In December 1917, Elm volunteered for overseas service and sailed to France, where she worked as a Red Cross nurse at the base hospital in Nantes. Elm wrote about her wartime experiences for the Carlisle Arrow magazine. "My life overseas was not very easy. Although I was in a base hospital, I saw a lot of the horrors of war. I nursed many a soldier with a leg cut off, or an arm", she later wrote. In 1920 she was sent by the Red Cross to do relief work in Russia, Latvia, and Lithuania. She was one of the two Native American nurses known to serve in Europe during the war (the other being Charlotte Edith Anderson Monture), though others served in stateside military hospitals.

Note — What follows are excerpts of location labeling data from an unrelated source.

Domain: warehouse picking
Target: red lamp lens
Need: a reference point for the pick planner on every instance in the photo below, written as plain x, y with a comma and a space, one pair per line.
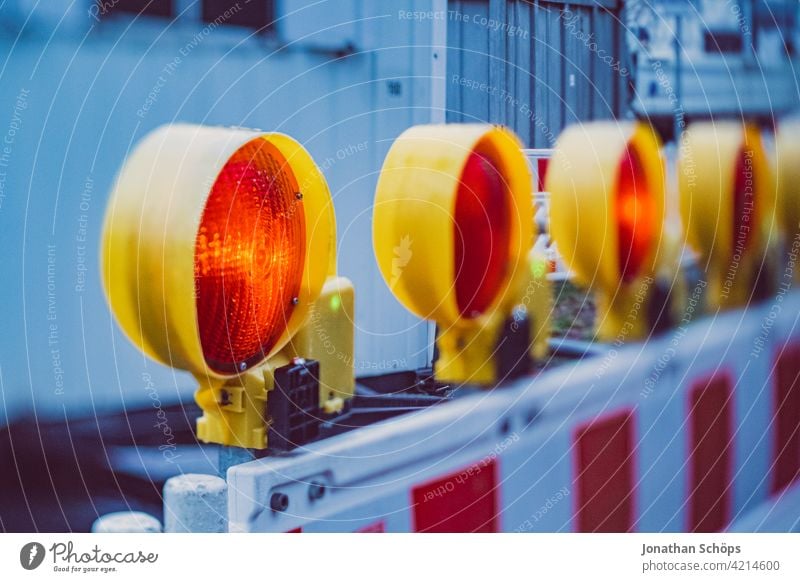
249, 256
743, 203
634, 216
482, 235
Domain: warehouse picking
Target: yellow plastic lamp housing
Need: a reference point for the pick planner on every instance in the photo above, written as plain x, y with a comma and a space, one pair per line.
452, 229
787, 150
727, 199
606, 183
207, 261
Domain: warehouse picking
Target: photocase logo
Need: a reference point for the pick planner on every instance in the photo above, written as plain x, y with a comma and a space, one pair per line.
31, 555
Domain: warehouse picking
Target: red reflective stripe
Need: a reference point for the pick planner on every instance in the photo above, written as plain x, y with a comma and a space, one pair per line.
710, 453
605, 474
541, 173
461, 502
786, 419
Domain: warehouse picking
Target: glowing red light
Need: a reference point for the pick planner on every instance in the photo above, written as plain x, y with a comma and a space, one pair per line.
634, 216
249, 255
482, 232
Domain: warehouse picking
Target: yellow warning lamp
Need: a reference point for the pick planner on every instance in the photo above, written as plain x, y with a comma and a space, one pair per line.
787, 150
218, 257
727, 196
606, 183
453, 232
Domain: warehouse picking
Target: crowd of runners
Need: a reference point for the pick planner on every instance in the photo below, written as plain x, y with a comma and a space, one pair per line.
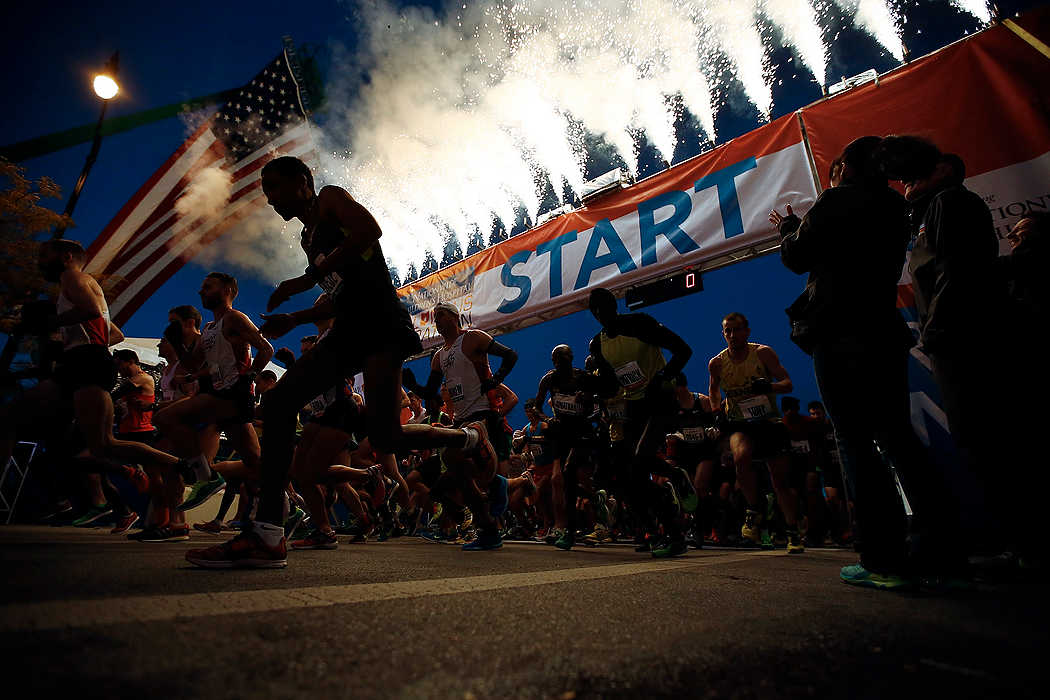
618, 447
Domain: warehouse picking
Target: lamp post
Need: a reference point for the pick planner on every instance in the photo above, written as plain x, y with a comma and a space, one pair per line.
106, 87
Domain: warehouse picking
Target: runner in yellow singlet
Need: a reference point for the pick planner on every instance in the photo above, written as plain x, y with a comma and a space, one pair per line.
751, 376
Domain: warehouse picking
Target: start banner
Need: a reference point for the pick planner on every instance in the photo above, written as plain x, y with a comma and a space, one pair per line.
706, 208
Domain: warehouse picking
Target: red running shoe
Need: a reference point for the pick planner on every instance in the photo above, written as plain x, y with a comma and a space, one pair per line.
245, 551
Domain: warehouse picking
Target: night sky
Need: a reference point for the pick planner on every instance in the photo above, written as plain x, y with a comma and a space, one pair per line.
206, 47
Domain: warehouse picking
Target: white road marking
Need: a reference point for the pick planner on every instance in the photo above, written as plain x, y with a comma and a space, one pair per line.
70, 614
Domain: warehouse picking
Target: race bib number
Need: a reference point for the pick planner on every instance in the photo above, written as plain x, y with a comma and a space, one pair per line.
332, 282
630, 376
696, 435
566, 403
755, 407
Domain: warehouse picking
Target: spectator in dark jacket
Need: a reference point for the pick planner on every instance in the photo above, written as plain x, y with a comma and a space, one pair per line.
853, 244
959, 293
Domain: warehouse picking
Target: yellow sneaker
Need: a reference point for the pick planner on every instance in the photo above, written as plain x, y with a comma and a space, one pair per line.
751, 529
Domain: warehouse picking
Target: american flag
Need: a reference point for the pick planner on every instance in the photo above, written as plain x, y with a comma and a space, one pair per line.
148, 240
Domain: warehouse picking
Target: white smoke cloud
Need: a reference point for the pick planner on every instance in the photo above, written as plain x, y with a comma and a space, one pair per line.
206, 196
466, 114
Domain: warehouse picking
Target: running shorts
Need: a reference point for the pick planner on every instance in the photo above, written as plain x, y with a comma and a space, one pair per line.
85, 365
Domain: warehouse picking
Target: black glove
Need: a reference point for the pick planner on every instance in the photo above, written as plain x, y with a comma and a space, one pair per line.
761, 385
286, 357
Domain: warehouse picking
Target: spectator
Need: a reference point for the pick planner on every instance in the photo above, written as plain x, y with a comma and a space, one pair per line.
853, 244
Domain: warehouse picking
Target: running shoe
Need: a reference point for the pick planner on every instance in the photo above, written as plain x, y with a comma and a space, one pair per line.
91, 514
247, 550
687, 492
750, 529
124, 523
767, 541
295, 518
599, 535
485, 541
202, 491
155, 533
856, 574
317, 539
669, 547
211, 527
498, 499
377, 486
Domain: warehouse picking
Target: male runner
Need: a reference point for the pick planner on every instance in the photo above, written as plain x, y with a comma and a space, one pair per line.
634, 375
461, 366
341, 241
85, 373
572, 400
751, 375
227, 393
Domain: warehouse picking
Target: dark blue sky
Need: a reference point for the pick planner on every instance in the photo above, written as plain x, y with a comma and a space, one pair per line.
203, 47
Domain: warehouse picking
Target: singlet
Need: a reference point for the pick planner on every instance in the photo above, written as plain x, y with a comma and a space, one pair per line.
95, 332
691, 422
563, 395
736, 378
168, 389
140, 415
462, 380
226, 361
634, 361
361, 291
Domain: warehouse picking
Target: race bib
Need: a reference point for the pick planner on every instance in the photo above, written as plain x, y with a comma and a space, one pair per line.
696, 435
630, 376
755, 407
332, 282
566, 403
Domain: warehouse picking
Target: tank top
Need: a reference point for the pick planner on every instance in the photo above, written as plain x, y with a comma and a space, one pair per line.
462, 380
226, 361
95, 332
736, 378
140, 414
362, 290
168, 389
634, 361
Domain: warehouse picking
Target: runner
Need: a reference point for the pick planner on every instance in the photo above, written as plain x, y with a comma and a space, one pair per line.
570, 435
226, 398
752, 376
85, 373
461, 366
341, 241
636, 379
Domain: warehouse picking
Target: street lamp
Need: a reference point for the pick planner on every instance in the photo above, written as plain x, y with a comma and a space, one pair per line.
106, 87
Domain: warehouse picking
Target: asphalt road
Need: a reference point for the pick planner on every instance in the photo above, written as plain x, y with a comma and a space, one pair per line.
90, 615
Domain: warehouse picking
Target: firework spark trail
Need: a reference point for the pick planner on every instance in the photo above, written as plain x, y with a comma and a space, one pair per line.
467, 115
978, 8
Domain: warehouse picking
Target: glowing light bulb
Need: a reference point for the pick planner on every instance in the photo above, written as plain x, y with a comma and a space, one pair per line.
105, 87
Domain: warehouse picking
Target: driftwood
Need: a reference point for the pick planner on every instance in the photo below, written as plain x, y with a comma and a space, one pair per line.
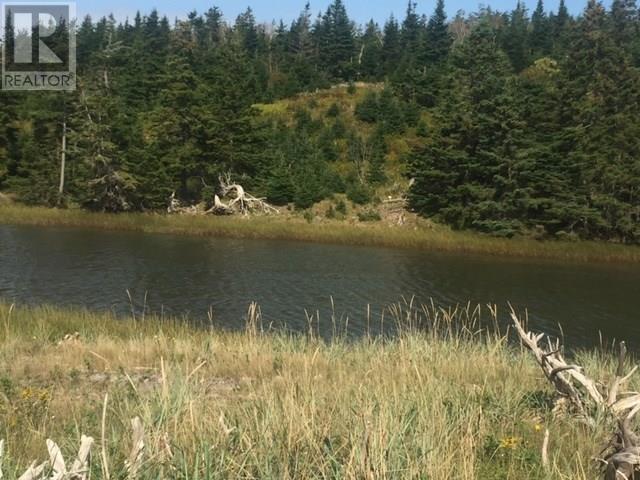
239, 201
586, 398
56, 467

After marriage and motherhood, she was a ward supervisor at Fort Bayard in New Mexico, and at Wood Veterans Hospital in Milwaukee.

== Personal life ==
Elm married James E. Sinnard in 1921. They had a son, James Jr., born in 1926, before they divorced. In 1934, she was charged with breaking her husband's car windows, and her brother and two other men were charged with assault against her husband, but the charges were dropped. Her son served in World War II. She died in 1949, aged 58 years, at a veterans' hospital in North Carolina. She was buried with military honors, and her gravesite at Holy Apostles Church Cemetery in Oneida includes a military headstone.